Lors de notre périple en carriole, à mes vingt ans, pour rendre un dernier hommage au savant, mon père avait insisté, instinct de la succession avec un rôle à reprendre, celui d'instructeur, pour me montrer quelques merveilles de notre environnement, malgré les détours imposés aux chevaux.

 



 


Les geysers et les fumerolles du Tatio, montrent éternellement aux hommes ces crachats de la planète humaine, ces naseaux qui fument, et ces jets de salive entre les gencives jaunies par l'ocre du soufre calciné. Les hommes alors, silhouettes fugitives et dérisoires déambulant dans les fumées, pantins malingres, fluets et apeurés, les hommes paraissent alors graciles et petits, si petits...

La Pukara de Lasana nous avait ramenés, avec ses vestiges Indiens, vers les ancêtres utilisant les quelques failles fertilisées dans les défilés de rocaille, pour engendrer et engranger des récoltes dans leurs habitations complexes de pierre, aux pièces, annexes, corridors et connexions multiples.
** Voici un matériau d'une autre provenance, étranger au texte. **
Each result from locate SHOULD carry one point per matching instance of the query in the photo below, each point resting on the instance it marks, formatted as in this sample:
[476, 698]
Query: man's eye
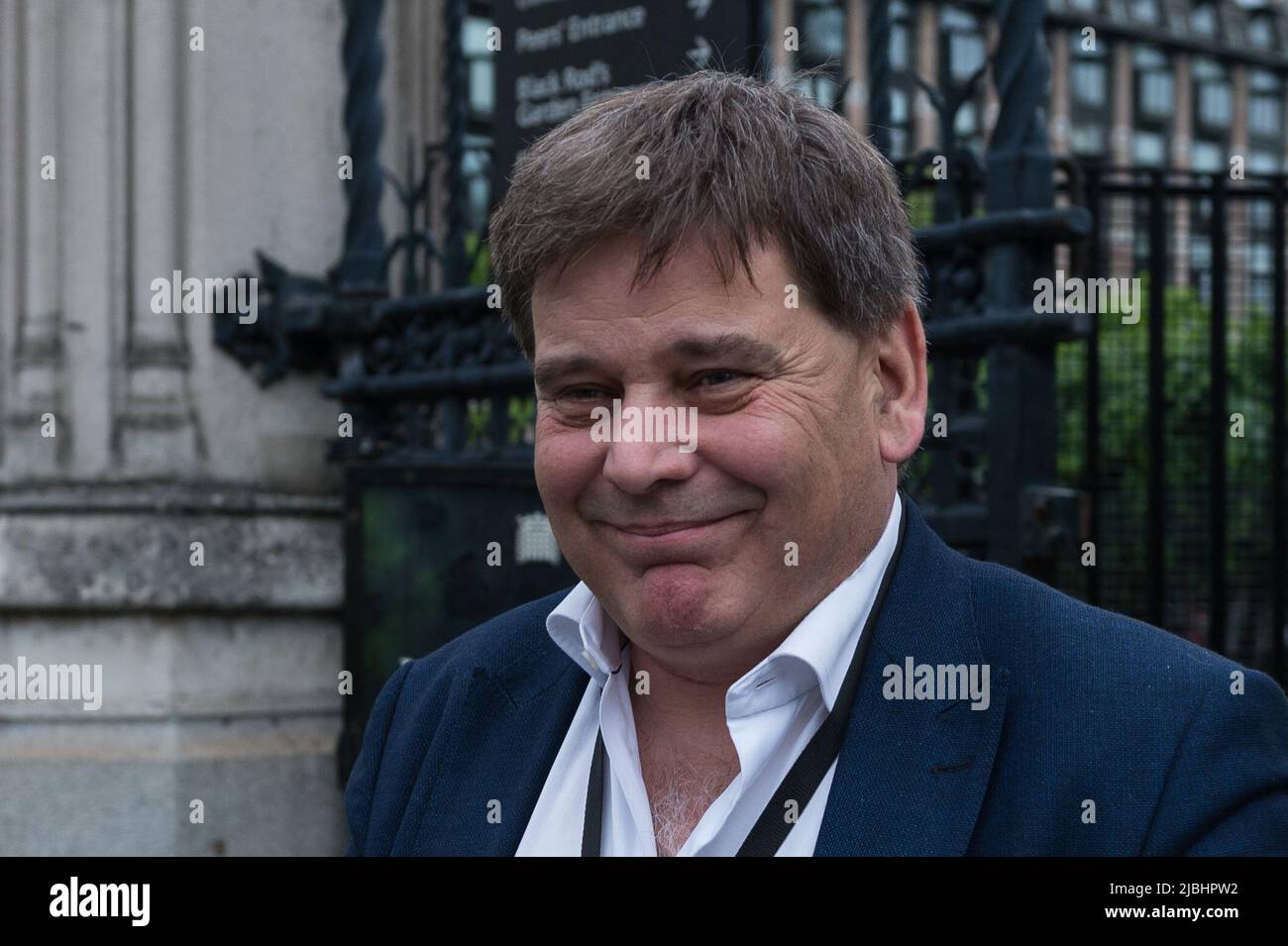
[580, 394]
[719, 377]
Et surgissait enfin, issu d'un si long, lent, lointain voyage, Chiu-Chiu et sa délicieuse église blanche à double clocher. Pleine de cette foule qui débordait jusque dans la cour cernée de murs chaulés, comme les yeux des femmes débordaient jusque dans leurs cernes chamboulés, pour accompagner le savant illustre vers ailleurs.

Je pensais à ma mère, demeurée à son ouvrage. Elle irait, comme à l'accoutumée, visiter ses lamas, précieux fournisseurs des laines de son laborieux artisanat. Jusqu'à Caspana, la ville proche que l'instituteur évoquait souvent, ses terrasses de cultures en pente vers le ruisseau où de vieilles gens paisibles menaient boire des ânes aussi taciturnes qu'eux-mêmes, et ses fours pyramidaux pour les cuissons alimentaires de chaque quartier, on commenterait des jours durant l'événement. En priant pour que la petite croix de couleur, à branches égales, protégeant l'arête de chaume sur les maisonnettes, ait assez d'effet également pour en conserver les habitants. Des générations de chanteuses à la voix rauque proclameraient encore, sur les guitares et les flûtes, comme Violetta Parra, jusqu'à la fin du siècle ce « Gracias a la vida », merci à la vie, une sorte d'hymne que ces couplets qui tordaient d'émotion en des circonstances pareilles.

 



 


Les cactus candélabres pourraient toujours darder leurs doigts velus de sémaphore vers le ciel et les monts s'assombrir en bordant de grisaille leur deuil, l'éclatant Salar d'Atacama réfléchirait plus que d'habitude les hésitations des nuages,  le Rio Puritama ne verserait pas un pleur de plus entre les ajoncs sur la perte du « savant ».